A: It could very well be that she was having a bad day and her coldness has nothing to do with you. Maybe she had a headache, was tired, or stressed, and you bore the brunt of it. If you have had multiple phone calls with this person, then remember, she picked up the phone. If she was blowing you off, she probably would have let it go right to voice mail.

However, I am a big believer in addressing the elephant in the room…if the elephant is still in the room. Here is how I would go about this:

  1. Do you have an excuse to reach back out? For example, if they were going to be working on some container plantings for improving curb appeal at the front door and you notice there is a plant sale somewhere, that is a great excuse to reach out.
  2. Call first. Hopefully she picks up. If so, start with something like this, “Julie, I was calling because I think the planters by your door still need to be planted and I just went by The Plant Store and they have a lot of the plants we were looking at for 50% off. What do you think?” By leading with an open-ended question, she should have more than just a yes or no answer for you and you can get a feel for how her cold factor is playing out.
  3. If she isn’t cold, then she was probably having a bad day. If the cold is still there, then you have an elephant in the room that must be addressed.

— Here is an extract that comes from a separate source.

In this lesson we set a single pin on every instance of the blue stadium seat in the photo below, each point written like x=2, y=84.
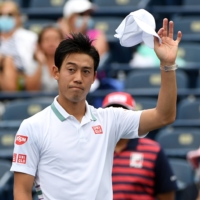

To address the elephant, you can simply say, “Julie, I may be wrong, but I am getting the feeling that you are upset about something. I care about you and if there is something I did, I want to make it right.” At this point, she will likely do one of three things:

  • Apologize and say that she is upset about something else and that it has nothing to do with you.
  • Tell you what she is upset about which will allow you to work through it.
  • Continue to be cold.

The third point is the only one you really need to worry about. If she is still cold, try again to connect with her in a few days. Remember, you can’t control what she does. You can only control how you react, so don’t spend too much of your energy on this worrying about all the possibilities.